4

I am searching for huge number of addresses on web, I want to use both asyncio and ProcessPoolExecutor in my task to quickly search the addresses.

    async def main():
        n_jobs = 3
        addresses = [list of addresses]
        _addresses = list_splitter(data=addresses, n=n_jobs)
        with ProcessPoolExecutor(max_workers=n_jobs) as executor:
             futures_list = []
             for _address in _addresses:
                futures_list +=[asyncio.get_event_loop().run_in_executor(executor, execute_parallel, _address)]

                for f in tqdm(as_completed(futures_list, loop=asyncio.get_event_loop()), total=len(_addresses)):
                results = await f

asyncio.get_event_loop().run_until_complete(main())

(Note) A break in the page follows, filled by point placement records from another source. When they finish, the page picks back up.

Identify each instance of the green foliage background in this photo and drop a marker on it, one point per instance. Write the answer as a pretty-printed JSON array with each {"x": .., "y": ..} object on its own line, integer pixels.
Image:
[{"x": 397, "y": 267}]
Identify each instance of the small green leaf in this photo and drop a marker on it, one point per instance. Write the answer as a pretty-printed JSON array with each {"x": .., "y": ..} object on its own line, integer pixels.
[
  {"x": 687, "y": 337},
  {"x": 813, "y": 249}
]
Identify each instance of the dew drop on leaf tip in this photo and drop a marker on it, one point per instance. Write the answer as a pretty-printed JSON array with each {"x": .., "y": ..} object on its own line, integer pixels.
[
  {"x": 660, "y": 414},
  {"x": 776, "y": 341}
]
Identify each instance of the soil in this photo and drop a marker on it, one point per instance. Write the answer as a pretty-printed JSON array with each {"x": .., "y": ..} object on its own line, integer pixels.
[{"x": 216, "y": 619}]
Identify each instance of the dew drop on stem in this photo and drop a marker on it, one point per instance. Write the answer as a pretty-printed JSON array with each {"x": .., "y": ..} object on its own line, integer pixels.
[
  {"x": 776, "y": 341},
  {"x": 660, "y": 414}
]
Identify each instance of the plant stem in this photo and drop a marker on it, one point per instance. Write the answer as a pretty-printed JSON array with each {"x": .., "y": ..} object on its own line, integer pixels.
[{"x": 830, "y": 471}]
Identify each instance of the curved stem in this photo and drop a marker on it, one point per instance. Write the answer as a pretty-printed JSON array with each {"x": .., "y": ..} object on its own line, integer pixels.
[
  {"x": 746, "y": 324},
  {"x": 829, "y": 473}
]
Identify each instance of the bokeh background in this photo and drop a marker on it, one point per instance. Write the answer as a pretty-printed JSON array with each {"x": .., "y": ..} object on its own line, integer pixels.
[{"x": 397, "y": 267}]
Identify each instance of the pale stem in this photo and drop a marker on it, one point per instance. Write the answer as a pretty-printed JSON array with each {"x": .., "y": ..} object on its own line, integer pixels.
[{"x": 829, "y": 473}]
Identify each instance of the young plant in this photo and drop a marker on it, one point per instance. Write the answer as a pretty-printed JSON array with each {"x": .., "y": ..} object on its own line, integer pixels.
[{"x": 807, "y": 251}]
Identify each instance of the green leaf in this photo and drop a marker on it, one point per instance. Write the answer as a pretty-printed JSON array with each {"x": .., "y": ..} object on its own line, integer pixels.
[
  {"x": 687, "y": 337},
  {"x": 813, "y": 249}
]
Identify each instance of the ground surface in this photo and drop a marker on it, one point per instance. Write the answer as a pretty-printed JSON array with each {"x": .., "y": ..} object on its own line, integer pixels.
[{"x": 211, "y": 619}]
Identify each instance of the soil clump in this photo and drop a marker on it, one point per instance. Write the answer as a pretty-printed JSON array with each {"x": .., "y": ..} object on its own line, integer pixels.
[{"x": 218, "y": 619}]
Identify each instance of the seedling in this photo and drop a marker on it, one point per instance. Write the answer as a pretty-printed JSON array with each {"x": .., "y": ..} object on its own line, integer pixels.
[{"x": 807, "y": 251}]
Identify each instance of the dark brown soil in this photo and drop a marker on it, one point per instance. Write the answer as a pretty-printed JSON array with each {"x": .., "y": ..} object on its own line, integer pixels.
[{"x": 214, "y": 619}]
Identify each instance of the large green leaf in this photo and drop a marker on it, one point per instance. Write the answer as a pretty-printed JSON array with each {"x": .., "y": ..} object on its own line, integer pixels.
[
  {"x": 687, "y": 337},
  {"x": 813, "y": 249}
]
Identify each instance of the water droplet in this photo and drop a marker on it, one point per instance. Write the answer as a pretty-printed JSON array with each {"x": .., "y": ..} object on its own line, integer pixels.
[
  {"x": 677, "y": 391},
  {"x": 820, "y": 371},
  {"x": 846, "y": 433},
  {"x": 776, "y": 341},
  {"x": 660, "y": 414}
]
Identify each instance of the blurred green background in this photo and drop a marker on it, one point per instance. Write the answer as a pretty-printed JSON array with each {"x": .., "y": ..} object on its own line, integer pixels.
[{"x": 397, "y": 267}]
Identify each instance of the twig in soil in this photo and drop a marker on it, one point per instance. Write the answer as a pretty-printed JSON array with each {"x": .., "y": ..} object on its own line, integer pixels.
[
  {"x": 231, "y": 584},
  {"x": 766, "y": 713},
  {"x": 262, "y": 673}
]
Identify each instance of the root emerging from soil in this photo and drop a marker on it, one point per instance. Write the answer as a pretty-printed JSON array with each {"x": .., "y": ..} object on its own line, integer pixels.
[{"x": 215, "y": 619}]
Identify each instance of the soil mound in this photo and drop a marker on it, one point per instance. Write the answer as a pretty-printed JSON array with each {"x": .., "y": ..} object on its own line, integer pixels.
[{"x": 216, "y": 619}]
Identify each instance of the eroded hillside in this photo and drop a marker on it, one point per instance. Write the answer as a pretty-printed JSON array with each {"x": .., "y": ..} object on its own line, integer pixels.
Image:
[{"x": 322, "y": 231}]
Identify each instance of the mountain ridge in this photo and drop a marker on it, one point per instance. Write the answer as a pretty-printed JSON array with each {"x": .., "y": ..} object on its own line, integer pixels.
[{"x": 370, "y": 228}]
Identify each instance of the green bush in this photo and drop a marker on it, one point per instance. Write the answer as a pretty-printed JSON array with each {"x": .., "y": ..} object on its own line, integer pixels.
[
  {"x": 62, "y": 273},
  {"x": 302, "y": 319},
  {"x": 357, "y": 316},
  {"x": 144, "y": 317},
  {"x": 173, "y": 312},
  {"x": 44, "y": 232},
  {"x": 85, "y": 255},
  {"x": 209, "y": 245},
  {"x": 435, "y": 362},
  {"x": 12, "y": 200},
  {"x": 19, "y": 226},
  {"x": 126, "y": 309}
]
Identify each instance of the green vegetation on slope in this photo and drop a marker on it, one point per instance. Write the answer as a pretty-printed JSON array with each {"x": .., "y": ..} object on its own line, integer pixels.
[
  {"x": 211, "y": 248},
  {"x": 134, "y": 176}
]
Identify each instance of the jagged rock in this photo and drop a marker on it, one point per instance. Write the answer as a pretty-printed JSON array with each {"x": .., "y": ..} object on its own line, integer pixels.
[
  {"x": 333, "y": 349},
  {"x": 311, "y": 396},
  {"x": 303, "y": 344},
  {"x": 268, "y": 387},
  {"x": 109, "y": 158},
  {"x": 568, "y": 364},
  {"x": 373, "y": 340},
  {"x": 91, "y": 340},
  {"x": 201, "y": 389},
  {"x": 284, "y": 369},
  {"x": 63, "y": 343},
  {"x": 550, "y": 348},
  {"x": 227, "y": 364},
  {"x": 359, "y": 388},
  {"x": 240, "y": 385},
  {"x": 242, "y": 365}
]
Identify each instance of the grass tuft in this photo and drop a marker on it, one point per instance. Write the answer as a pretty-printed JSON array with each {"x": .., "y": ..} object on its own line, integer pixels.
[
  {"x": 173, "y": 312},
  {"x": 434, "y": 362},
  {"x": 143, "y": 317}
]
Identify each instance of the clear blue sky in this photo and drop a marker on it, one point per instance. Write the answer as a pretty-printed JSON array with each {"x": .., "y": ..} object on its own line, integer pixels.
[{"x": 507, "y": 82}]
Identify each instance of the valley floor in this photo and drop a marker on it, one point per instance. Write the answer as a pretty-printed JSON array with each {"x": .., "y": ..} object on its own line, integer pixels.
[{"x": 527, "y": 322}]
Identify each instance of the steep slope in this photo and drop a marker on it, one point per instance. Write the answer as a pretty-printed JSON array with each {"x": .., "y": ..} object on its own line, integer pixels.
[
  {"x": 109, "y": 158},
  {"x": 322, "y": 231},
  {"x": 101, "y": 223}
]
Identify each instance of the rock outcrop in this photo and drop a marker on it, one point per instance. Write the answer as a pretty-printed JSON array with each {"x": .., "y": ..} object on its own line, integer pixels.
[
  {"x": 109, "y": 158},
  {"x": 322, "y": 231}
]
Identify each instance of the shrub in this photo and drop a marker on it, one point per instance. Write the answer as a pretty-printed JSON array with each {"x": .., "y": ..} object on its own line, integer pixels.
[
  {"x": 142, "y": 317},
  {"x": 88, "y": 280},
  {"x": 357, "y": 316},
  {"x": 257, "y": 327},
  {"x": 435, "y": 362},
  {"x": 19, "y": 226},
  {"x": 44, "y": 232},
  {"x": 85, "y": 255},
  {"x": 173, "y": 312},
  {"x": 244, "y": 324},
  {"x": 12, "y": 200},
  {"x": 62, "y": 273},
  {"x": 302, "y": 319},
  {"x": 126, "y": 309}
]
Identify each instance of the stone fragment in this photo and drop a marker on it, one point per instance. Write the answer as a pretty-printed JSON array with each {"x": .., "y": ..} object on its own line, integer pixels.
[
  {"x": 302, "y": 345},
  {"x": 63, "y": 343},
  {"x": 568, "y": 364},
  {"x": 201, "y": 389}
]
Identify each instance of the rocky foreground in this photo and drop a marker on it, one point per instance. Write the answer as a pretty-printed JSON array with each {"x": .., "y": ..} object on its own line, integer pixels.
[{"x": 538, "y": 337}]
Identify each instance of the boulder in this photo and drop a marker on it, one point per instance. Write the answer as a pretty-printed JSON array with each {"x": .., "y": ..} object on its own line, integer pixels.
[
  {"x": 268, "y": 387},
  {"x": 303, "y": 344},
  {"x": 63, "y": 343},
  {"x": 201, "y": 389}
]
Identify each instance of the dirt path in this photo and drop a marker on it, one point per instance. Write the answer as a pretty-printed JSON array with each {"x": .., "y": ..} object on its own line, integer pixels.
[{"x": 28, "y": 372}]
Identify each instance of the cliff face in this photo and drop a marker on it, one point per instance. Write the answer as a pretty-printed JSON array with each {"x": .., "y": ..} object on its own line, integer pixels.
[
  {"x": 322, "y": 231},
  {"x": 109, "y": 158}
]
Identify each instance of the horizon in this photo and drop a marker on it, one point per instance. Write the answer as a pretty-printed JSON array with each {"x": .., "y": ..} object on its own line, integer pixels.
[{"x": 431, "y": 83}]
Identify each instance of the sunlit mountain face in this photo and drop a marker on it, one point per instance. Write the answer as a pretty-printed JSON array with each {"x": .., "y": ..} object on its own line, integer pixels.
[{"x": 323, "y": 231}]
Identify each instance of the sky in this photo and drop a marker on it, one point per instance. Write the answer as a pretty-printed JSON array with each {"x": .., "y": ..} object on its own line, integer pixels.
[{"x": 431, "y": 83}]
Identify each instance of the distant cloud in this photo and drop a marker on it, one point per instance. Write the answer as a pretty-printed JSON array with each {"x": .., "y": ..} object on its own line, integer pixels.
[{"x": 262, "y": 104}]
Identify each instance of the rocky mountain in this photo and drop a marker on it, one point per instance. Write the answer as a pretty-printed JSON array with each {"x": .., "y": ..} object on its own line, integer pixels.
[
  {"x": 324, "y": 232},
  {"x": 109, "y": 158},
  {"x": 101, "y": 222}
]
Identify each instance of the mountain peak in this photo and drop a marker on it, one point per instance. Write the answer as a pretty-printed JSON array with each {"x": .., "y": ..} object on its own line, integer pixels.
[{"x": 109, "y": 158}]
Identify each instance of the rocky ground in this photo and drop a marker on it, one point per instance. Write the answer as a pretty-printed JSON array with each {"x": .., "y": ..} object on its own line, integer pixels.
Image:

expected: I want to execute_parallel function should run in parallel.

error:

    Traceback (most recent call last):
  File "/home/awaish/danamica/scraping/skraafoto/aerial_photos_scraper.py", line 228, in <module>
    asyncio.run(main())
  File "/usr/local/lib/python3.7/asyncio/runners.py", line 43, in run
    return loop.run_until_complete(main)
  File "/usr/local/lib/python3.7/asyncio/base_events.py", line 584, in run_until_complete
    return future.result()
  File "/home/awaish/danamica/scraping/skraafoto/aerial_photos_scraper.py", line 224, in main
    results = await f
  File "/usr/local/lib/python3.7/asyncio/tasks.py", line 533, in _wait_for_one
    return f.result()  # May raise f.exception().
TypeError: can't pickle coroutine objects
Vadim Kotov
  • 8,084
  • 8
  • 48
  • 62
Awaish Kumar
  • 537
  • 6
  • 22
  • here `execute_parallel` is also a coroutine. – Awaish Kumar May 23 '19 at 13:57
  • That won't work, you must organize your task so that you send ordinary functions to processes, and keep coroutines in the main process under asyncio. Running asyncio in subprocesses is technically possible, but quite involved, and you definitely can't just send off a coroutine to a subprocess. – user4815162342 May 23 '19 at 19:13
  • I have co-routines, I want to execute them from one function and then run that function in parallel for different addresses, but I don't know how can I achieve this. – Awaish Kumar May 24 '19 at 07:22
  • Coroutines automatically run in parallel, that is their whole point. You don't need separate processes to achieve parallelism in asyncio. – user4815162342 May 24 '19 at 08:02
  • yes I know that they are working in parallel for a single address but I want for example there are 3 processes and in each of them I am handling a separate address and doing whatever I want using coroutines – Awaish Kumar May 24 '19 at 08:10
  • If your coroutines are launched in parallel, they are working in parallel for all addresses. Again, you don't need separate processes to achieve parallelism in asyncio. – user4815162342 May 24 '19 at 08:34

1 Answers1

3

I'm not sure I'm answering the correct question, but it appears the intent of your code is to run your execute_parallel function across several processes using Asyncio. As opposed to using ProcessPoolExecutor, why not try something like using a normal multiprocessing Pool and setting up separate Asyncio loops to run in each. You might set up one process per core and let Asyncio work its magic within each process.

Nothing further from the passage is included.